Are there cases where database designers are not allowed to know the details of the data? I am looking for real-world examples to learn from — please.

I can't help but tell a story about database nightmares. One of the worst was when Amazon was first growing. Initially they only sold books, then expanded to music, and then to many other things.
For a period of about two years, Amazon would announce a new market every two or three months -- children's clothing, housewares, garden supplies, food, and so on. The database folks were tasked with developing and supporting the systems for the product lines. However, Amazon considered the new product announcements to be highly, highly secret.

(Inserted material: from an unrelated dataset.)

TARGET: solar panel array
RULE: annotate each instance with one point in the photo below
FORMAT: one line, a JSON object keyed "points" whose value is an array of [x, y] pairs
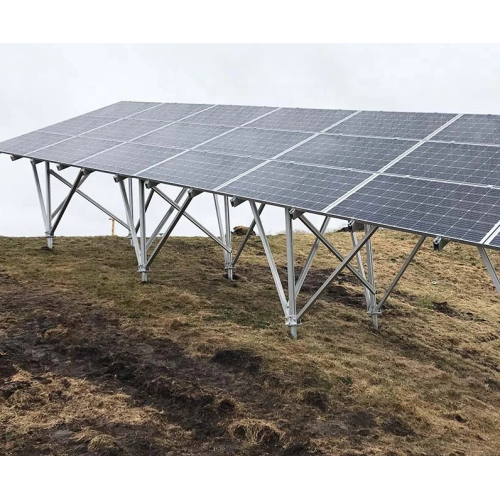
{"points": [[430, 173]]}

In particular, the data warehouse people would be kept further from the loop. Sometimes, they would find out about a new line of business by reading news -- and then have to support it in the data warehouse.
So, they had to develop a flexible database to meet unannounced business needs.

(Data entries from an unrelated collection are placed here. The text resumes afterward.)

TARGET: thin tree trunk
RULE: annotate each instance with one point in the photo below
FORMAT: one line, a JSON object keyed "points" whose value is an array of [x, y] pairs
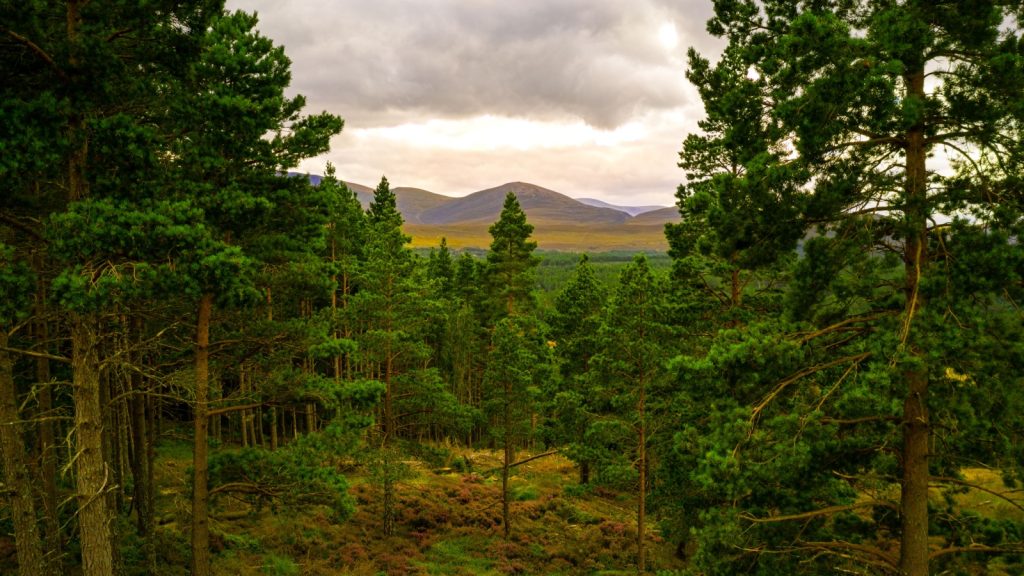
{"points": [[273, 428], [92, 472], [507, 462], [201, 521], [642, 496], [47, 446], [16, 479], [913, 497], [139, 440]]}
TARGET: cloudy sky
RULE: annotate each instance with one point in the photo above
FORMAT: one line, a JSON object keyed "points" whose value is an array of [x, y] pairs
{"points": [[587, 97]]}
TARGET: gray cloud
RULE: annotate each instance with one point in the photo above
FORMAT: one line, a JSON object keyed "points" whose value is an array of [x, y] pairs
{"points": [[381, 63]]}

In any business environment, there are new needs that arise. I would suggest a book such as Ralph Kimball's "Data Warehouse Toolkit" for more background on how to develop a fairly robust system.

I am currently working at a company that stores very private personal information. I am not allowed access to the production database. For our development and test environments, we replace all names, addresses, and other personal information with randomly generated information.

Yes, I've often seen databases allow for custom data to be defined by the user. The basic approach is to design a meta data system for your database. Then allow entities associations with custom fields. You wouldn't want to do this for all your data, otherwise you'll just end up with a database in a database, but for dynamically adding a number of custom fields this approach works well.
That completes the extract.